Considering the 90-day investment horizon BNY Mellon is expected to generate 50.87 times less return on investment than Western Asset. In addition to that, BNY Mellon is 1.06 times more volatile than Western Asset High. It trades about 0.0 of its total potential returns per unit of risk. Western Asset High is currently generating about 0.15 per unit of volatility. If you would invest  385.00  in Western Asset High on December 26, 2024 and sell it today you would earn a total of  18.00  from holding Western Asset High or generate 4.68% return on investment over 90 days.
Time Period3 Months [change]
DirectionMoves Together 
StrengthInsignificant
Accuracy100.0%
ValuesDaily Returns

BNY Mellon High  vs.  Western Asset High

 Performance 
       Timeline  
BNY Mellon High 

Risk-Adjusted Performance

Weak

 
Weak
 
Strong
Over the last 90 days BNY Mellon High has generated negative risk-adjusted returns adding no value to investors with long positions. Despite nearly stable technical indicators, BNY Mellon is not utilizing all of its potentials. The latest stock price disturbance, may contribute to mid-run losses for the stockholders.
Western Asset High 

Risk-Adjusted Performance

Good

 
Weak
 
Strong
Compared to the overall equity markets, risk-adjusted returns on investments in Western Asset High are ranked lower than 11 (%) of all funds and portfolios of funds over the last 90 days. In spite of very healthy forward indicators, Western Asset is not utilizing all of its potentials. The recent stock price disarray, may contribute to short-term losses for the investors.

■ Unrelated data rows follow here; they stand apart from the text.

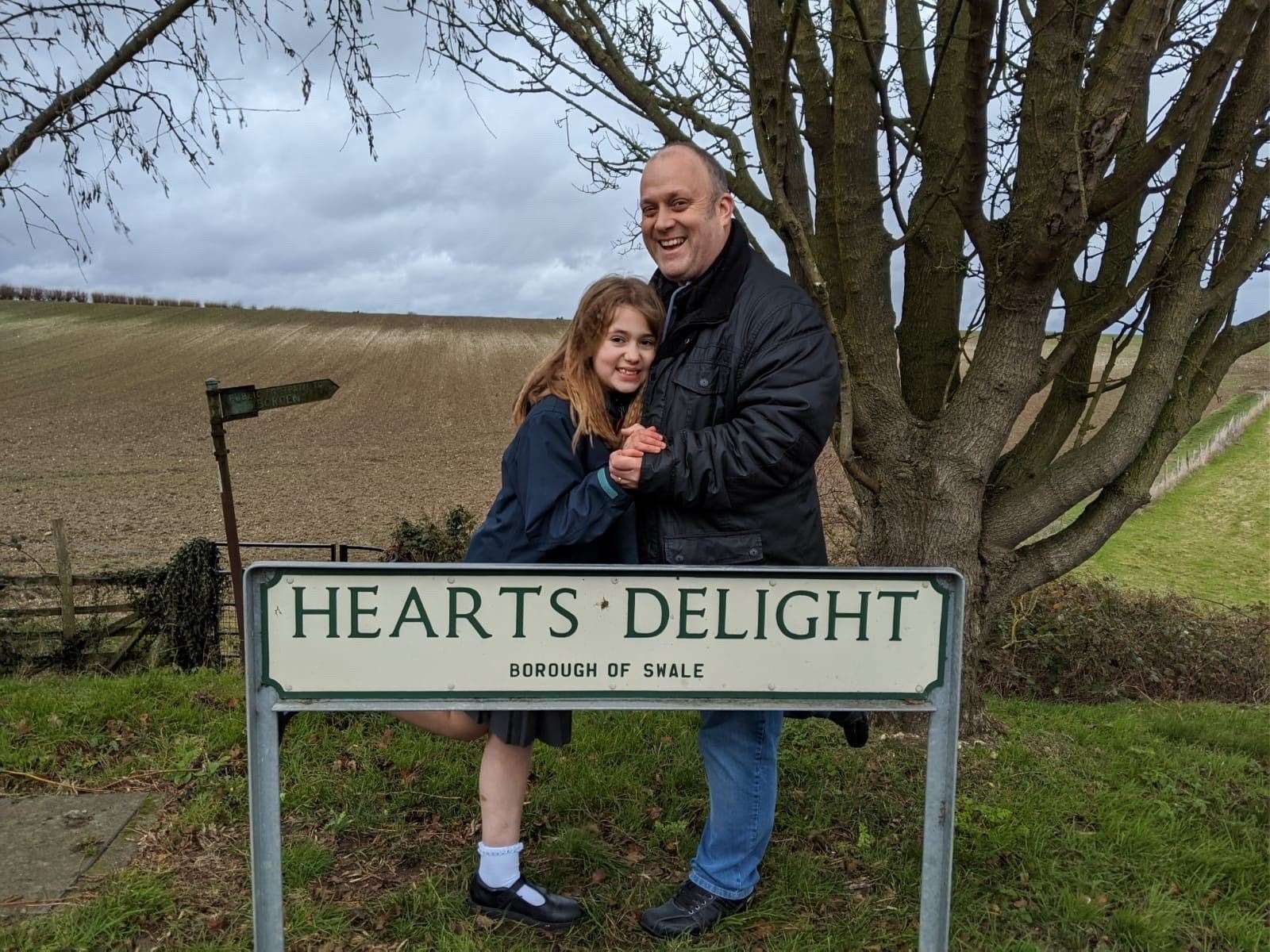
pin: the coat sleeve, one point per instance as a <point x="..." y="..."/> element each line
<point x="787" y="404"/>
<point x="563" y="503"/>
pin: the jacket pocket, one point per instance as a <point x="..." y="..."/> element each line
<point x="729" y="549"/>
<point x="698" y="378"/>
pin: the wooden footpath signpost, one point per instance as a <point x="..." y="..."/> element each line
<point x="239" y="404"/>
<point x="437" y="636"/>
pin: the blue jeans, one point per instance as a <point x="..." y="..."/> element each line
<point x="738" y="749"/>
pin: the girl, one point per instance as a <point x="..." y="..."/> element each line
<point x="558" y="505"/>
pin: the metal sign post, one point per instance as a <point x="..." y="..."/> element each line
<point x="391" y="638"/>
<point x="238" y="404"/>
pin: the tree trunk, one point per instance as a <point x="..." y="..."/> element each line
<point x="927" y="513"/>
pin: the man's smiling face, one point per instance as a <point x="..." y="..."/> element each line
<point x="683" y="222"/>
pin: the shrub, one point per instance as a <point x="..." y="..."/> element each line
<point x="429" y="541"/>
<point x="182" y="602"/>
<point x="1091" y="641"/>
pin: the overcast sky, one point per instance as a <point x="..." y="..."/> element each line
<point x="461" y="213"/>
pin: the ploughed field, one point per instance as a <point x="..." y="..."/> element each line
<point x="103" y="423"/>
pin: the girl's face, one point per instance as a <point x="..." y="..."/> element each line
<point x="625" y="352"/>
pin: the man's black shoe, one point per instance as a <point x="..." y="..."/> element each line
<point x="855" y="724"/>
<point x="556" y="913"/>
<point x="690" y="912"/>
<point x="855" y="727"/>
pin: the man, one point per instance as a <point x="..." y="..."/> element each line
<point x="743" y="391"/>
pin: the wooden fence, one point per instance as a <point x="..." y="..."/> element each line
<point x="70" y="638"/>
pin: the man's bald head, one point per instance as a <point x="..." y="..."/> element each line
<point x="714" y="171"/>
<point x="685" y="211"/>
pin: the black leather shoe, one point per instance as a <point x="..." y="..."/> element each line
<point x="690" y="912"/>
<point x="855" y="727"/>
<point x="556" y="913"/>
<point x="855" y="724"/>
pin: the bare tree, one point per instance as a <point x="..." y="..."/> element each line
<point x="137" y="80"/>
<point x="1095" y="165"/>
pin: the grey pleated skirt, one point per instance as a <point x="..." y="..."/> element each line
<point x="522" y="727"/>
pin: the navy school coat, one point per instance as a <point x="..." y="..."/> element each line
<point x="556" y="505"/>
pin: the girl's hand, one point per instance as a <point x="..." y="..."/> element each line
<point x="624" y="467"/>
<point x="645" y="440"/>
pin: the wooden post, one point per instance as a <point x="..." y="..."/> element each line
<point x="64" y="581"/>
<point x="222" y="469"/>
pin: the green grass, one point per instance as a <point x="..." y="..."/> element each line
<point x="1127" y="827"/>
<point x="1210" y="537"/>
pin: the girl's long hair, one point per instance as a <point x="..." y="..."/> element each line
<point x="567" y="371"/>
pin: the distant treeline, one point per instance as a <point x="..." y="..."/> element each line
<point x="12" y="292"/>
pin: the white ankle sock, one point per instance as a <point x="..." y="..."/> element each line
<point x="501" y="867"/>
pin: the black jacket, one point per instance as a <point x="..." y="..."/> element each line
<point x="745" y="389"/>
<point x="556" y="503"/>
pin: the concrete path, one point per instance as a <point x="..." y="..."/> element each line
<point x="48" y="843"/>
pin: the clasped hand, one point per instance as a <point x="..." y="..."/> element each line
<point x="624" y="465"/>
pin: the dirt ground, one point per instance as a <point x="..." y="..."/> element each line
<point x="103" y="423"/>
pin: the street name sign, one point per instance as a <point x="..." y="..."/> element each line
<point x="325" y="636"/>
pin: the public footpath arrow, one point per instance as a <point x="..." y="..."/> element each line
<point x="241" y="403"/>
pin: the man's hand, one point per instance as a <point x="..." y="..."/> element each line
<point x="647" y="440"/>
<point x="624" y="467"/>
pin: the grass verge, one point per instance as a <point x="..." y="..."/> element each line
<point x="1127" y="827"/>
<point x="1206" y="539"/>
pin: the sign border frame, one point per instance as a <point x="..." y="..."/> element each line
<point x="943" y="581"/>
<point x="264" y="710"/>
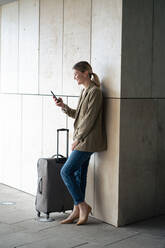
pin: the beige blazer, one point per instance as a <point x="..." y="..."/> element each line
<point x="88" y="125"/>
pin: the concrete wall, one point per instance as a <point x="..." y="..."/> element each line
<point x="41" y="40"/>
<point x="141" y="176"/>
<point x="124" y="42"/>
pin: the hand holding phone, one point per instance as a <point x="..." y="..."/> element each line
<point x="59" y="101"/>
<point x="54" y="96"/>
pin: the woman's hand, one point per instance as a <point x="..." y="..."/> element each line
<point x="59" y="102"/>
<point x="74" y="144"/>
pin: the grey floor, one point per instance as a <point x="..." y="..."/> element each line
<point x="19" y="227"/>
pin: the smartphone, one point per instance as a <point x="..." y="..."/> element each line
<point x="54" y="96"/>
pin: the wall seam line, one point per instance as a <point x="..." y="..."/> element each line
<point x="152" y="48"/>
<point x="39" y="37"/>
<point x="62" y="45"/>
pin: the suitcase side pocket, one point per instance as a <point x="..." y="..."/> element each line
<point x="40" y="185"/>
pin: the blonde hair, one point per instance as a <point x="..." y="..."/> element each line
<point x="85" y="66"/>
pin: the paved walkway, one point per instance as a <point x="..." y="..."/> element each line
<point x="19" y="228"/>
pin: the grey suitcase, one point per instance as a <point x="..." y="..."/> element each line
<point x="52" y="194"/>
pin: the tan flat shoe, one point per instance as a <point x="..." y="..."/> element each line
<point x="83" y="220"/>
<point x="69" y="220"/>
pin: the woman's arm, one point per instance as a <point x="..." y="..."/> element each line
<point x="88" y="121"/>
<point x="65" y="108"/>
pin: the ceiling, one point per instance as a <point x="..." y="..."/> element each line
<point x="5" y="1"/>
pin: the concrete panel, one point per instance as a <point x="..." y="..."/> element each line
<point x="51" y="28"/>
<point x="28" y="45"/>
<point x="53" y="118"/>
<point x="10" y="141"/>
<point x="31" y="141"/>
<point x="160" y="172"/>
<point x="107" y="167"/>
<point x="138" y="160"/>
<point x="158" y="88"/>
<point x="136" y="48"/>
<point x="0" y="45"/>
<point x="9" y="47"/>
<point x="106" y="44"/>
<point x="76" y="45"/>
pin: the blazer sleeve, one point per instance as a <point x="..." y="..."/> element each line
<point x="69" y="111"/>
<point x="88" y="121"/>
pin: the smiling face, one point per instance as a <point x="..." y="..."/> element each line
<point x="79" y="76"/>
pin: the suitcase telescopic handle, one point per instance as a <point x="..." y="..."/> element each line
<point x="67" y="141"/>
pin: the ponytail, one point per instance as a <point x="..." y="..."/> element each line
<point x="95" y="79"/>
<point x="85" y="66"/>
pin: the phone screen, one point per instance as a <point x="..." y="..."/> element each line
<point x="54" y="95"/>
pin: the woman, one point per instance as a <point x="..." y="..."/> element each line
<point x="89" y="137"/>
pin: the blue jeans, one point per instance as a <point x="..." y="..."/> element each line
<point x="74" y="174"/>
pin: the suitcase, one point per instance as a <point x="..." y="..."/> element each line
<point x="52" y="194"/>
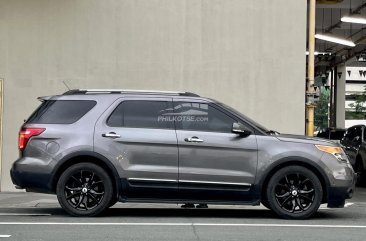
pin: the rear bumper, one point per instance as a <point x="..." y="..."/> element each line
<point x="34" y="177"/>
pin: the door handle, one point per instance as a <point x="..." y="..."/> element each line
<point x="112" y="135"/>
<point x="193" y="139"/>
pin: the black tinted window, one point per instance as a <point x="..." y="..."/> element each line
<point x="141" y="114"/>
<point x="201" y="117"/>
<point x="61" y="111"/>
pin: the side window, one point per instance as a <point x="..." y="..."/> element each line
<point x="201" y="117"/>
<point x="140" y="114"/>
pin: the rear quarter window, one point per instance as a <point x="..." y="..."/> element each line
<point x="61" y="111"/>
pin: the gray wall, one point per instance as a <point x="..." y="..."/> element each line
<point x="246" y="53"/>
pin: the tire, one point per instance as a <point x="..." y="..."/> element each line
<point x="84" y="189"/>
<point x="265" y="203"/>
<point x="294" y="192"/>
<point x="113" y="202"/>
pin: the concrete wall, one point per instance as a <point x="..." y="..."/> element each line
<point x="248" y="54"/>
<point x="341" y="96"/>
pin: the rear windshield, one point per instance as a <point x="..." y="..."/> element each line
<point x="61" y="111"/>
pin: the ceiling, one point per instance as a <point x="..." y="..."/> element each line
<point x="328" y="20"/>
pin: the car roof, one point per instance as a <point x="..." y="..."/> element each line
<point x="129" y="91"/>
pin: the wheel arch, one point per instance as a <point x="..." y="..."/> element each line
<point x="86" y="156"/>
<point x="295" y="161"/>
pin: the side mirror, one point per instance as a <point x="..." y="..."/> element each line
<point x="240" y="129"/>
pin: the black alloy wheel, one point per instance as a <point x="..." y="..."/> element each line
<point x="294" y="192"/>
<point x="84" y="189"/>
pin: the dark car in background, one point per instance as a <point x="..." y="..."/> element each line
<point x="354" y="144"/>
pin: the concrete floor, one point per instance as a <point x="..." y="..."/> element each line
<point x="30" y="216"/>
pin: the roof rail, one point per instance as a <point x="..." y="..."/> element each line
<point x="127" y="91"/>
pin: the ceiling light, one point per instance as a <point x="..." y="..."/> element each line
<point x="333" y="39"/>
<point x="354" y="19"/>
<point x="319" y="53"/>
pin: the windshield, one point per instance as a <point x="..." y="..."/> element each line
<point x="259" y="126"/>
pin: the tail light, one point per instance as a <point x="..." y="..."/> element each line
<point x="25" y="134"/>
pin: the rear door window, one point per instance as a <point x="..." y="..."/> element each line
<point x="61" y="111"/>
<point x="141" y="114"/>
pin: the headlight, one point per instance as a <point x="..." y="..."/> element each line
<point x="336" y="151"/>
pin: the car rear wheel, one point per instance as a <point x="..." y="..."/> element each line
<point x="294" y="192"/>
<point x="84" y="189"/>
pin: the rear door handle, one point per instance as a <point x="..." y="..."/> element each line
<point x="112" y="135"/>
<point x="193" y="139"/>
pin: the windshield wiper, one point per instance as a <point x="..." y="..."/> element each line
<point x="272" y="132"/>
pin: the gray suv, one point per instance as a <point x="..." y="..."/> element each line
<point x="96" y="147"/>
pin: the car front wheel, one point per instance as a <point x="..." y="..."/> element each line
<point x="294" y="192"/>
<point x="84" y="189"/>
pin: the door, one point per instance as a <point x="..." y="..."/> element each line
<point x="214" y="163"/>
<point x="142" y="146"/>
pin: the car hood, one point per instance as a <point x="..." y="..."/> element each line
<point x="305" y="139"/>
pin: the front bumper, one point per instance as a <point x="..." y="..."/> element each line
<point x="337" y="195"/>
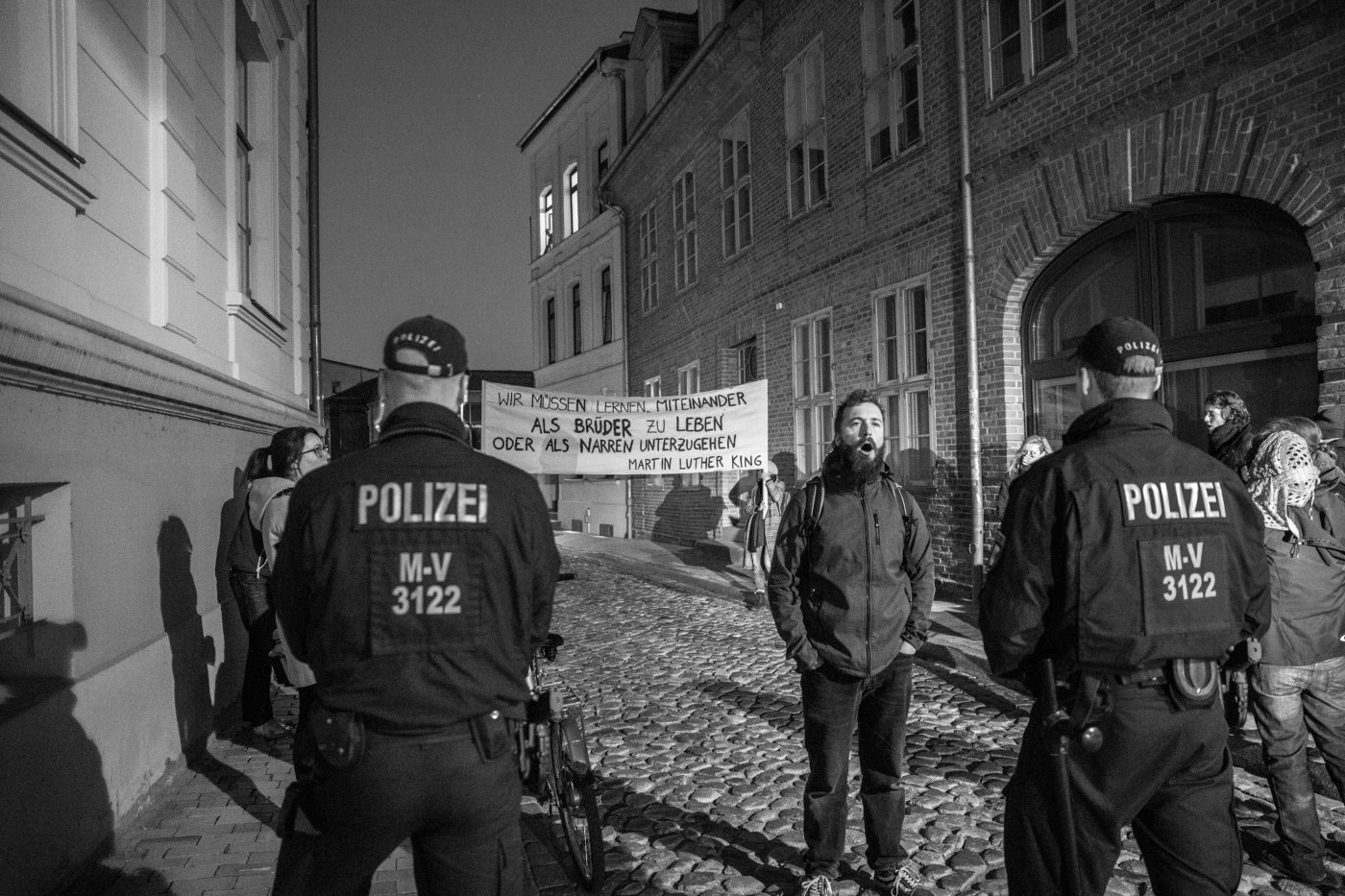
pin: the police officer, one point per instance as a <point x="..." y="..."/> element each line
<point x="416" y="579"/>
<point x="1132" y="561"/>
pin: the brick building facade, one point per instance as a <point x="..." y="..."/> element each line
<point x="1176" y="160"/>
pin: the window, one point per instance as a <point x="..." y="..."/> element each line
<point x="572" y="200"/>
<point x="545" y="220"/>
<point x="575" y="321"/>
<point x="36" y="579"/>
<point x="811" y="390"/>
<point x="604" y="160"/>
<point x="901" y="323"/>
<point x="746" y="356"/>
<point x="806" y="130"/>
<point x="550" y="329"/>
<point x="245" y="182"/>
<point x="37" y="97"/>
<point x="735" y="181"/>
<point x="1025" y="37"/>
<point x="683" y="230"/>
<point x="689" y="378"/>
<point x="892" y="77"/>
<point x="1227" y="284"/>
<point x="648" y="261"/>
<point x="605" y="291"/>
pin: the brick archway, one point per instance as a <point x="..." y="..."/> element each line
<point x="1194" y="148"/>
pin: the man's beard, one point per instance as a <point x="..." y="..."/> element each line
<point x="858" y="465"/>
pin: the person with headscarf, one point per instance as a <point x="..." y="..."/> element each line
<point x="1230" y="428"/>
<point x="762" y="510"/>
<point x="1298" y="687"/>
<point x="1032" y="449"/>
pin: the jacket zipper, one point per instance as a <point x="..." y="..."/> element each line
<point x="868" y="608"/>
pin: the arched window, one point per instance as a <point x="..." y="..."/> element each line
<point x="1227" y="284"/>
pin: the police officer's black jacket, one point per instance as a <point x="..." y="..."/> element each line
<point x="416" y="576"/>
<point x="1123" y="549"/>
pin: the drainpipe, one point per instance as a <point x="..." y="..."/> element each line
<point x="621" y="245"/>
<point x="968" y="257"/>
<point x="315" y="327"/>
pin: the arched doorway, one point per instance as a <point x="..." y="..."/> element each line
<point x="1226" y="282"/>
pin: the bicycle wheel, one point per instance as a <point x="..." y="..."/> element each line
<point x="575" y="798"/>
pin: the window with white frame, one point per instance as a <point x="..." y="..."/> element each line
<point x="736" y="184"/>
<point x="1024" y="37"/>
<point x="550" y="329"/>
<point x="689" y="378"/>
<point x="605" y="301"/>
<point x="683" y="230"/>
<point x="813" y="408"/>
<point x="39" y="64"/>
<point x="648" y="261"/>
<point x="901" y="352"/>
<point x="572" y="200"/>
<point x="806" y="130"/>
<point x="892" y="78"/>
<point x="256" y="174"/>
<point x="244" y="181"/>
<point x="545" y="220"/>
<point x="604" y="160"/>
<point x="575" y="319"/>
<point x="746" y="356"/>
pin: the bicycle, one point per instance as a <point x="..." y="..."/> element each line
<point x="554" y="765"/>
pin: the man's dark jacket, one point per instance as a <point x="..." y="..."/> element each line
<point x="416" y="576"/>
<point x="849" y="593"/>
<point x="1123" y="549"/>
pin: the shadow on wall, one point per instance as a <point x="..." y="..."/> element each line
<point x="229" y="678"/>
<point x="50" y="770"/>
<point x="192" y="651"/>
<point x="688" y="514"/>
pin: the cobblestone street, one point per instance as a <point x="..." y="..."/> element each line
<point x="693" y="720"/>
<point x="698" y="744"/>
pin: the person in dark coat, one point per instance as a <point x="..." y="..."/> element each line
<point x="1230" y="428"/>
<point x="1133" y="563"/>
<point x="1298" y="687"/>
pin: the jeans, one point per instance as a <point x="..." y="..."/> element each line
<point x="1288" y="704"/>
<point x="833" y="707"/>
<point x="1165" y="771"/>
<point x="459" y="811"/>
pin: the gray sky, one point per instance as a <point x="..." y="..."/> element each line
<point x="424" y="193"/>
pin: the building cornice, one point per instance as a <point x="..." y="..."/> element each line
<point x="50" y="349"/>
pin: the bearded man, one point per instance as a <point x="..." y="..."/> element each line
<point x="850" y="590"/>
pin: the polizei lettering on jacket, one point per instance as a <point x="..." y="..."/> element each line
<point x="1157" y="502"/>
<point x="421" y="502"/>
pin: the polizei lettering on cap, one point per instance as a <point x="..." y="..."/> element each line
<point x="1156" y="502"/>
<point x="421" y="502"/>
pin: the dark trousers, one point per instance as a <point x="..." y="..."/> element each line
<point x="459" y="811"/>
<point x="833" y="707"/>
<point x="1288" y="704"/>
<point x="255" y="698"/>
<point x="1165" y="771"/>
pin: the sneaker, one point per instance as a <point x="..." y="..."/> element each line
<point x="897" y="882"/>
<point x="272" y="729"/>
<point x="817" y="884"/>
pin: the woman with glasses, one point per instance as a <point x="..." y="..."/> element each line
<point x="292" y="453"/>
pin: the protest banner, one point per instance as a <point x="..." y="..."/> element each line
<point x="551" y="432"/>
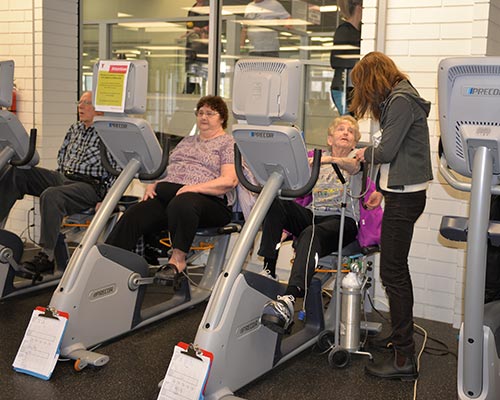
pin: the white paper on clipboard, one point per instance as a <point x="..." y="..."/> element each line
<point x="39" y="350"/>
<point x="186" y="375"/>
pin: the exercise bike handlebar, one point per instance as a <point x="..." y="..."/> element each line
<point x="142" y="176"/>
<point x="339" y="173"/>
<point x="31" y="151"/>
<point x="291" y="193"/>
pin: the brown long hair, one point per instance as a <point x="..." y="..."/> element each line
<point x="373" y="78"/>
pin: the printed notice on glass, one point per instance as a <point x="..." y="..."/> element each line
<point x="39" y="350"/>
<point x="111" y="86"/>
<point x="186" y="375"/>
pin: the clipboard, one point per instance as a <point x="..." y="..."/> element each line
<point x="187" y="373"/>
<point x="39" y="350"/>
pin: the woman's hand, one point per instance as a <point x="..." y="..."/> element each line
<point x="374" y="200"/>
<point x="360" y="154"/>
<point x="150" y="192"/>
<point x="186" y="189"/>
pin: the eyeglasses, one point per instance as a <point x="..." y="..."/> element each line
<point x="85" y="103"/>
<point x="201" y="113"/>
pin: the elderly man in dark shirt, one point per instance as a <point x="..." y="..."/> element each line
<point x="79" y="183"/>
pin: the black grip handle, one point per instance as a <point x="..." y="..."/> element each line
<point x="144" y="176"/>
<point x="339" y="173"/>
<point x="238" y="165"/>
<point x="292" y="193"/>
<point x="163" y="164"/>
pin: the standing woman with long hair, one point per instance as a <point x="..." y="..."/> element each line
<point x="383" y="92"/>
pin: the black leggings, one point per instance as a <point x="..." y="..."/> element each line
<point x="182" y="215"/>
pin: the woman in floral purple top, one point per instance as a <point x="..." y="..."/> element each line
<point x="192" y="195"/>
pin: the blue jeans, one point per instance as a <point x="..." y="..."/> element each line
<point x="401" y="211"/>
<point x="338" y="99"/>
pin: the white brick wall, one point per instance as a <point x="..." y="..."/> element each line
<point x="42" y="41"/>
<point x="418" y="34"/>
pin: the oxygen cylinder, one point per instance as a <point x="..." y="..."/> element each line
<point x="350" y="295"/>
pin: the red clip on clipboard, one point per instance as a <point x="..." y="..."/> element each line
<point x="187" y="373"/>
<point x="39" y="350"/>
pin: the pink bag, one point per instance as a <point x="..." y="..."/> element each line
<point x="370" y="221"/>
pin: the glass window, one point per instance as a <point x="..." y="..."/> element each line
<point x="173" y="37"/>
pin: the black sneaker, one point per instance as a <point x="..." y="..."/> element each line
<point x="168" y="275"/>
<point x="381" y="344"/>
<point x="277" y="315"/>
<point x="39" y="264"/>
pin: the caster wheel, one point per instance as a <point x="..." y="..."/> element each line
<point x="79" y="365"/>
<point x="339" y="358"/>
<point x="325" y="340"/>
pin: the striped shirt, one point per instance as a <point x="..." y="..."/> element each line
<point x="79" y="154"/>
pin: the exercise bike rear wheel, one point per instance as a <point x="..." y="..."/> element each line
<point x="325" y="340"/>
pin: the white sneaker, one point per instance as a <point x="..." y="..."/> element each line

BNY Mellon and Western Asset Volatility Contrast

   Predicted Return Density   
       Returns  

Pair Trading with BNY Mellon and Western Asset

The main advantage of trading using opposite BNY Mellon and Western Asset positions is that it hedges away some unsystematic risk. Because of two separate transactions, even if BNY Mellon position performs unexpectedly, Western Asset can make up some of the losses. Pair trading also minimizes risk from directional movements in the market. For example, if an entire industry or sector drops because of unexpected headlines, the short position in Western Asset will offset losses from the drop in Western Asset's long position.
The idea behind BNY Mellon High and Western Asset High pairs trading is to make the combined position market-neutral, meaning the overall market's direction will not affect its win or loss (or potential downside or upside). This can be achieved by designing a pairs trade with two highly correlated stocks or equities that operate in a similar space or sector, making it possible to obtain profits through simple and relatively low-risk investment.
Check out your portfolio center.
Note that this page's information should be used as a complementary analysis to find the right mix of equity instruments to add to your existing portfolios or create a brand new portfolio. You can also try the Odds Of Bankruptcy module to get analysis of equity chance of financial distress in the next 2 years.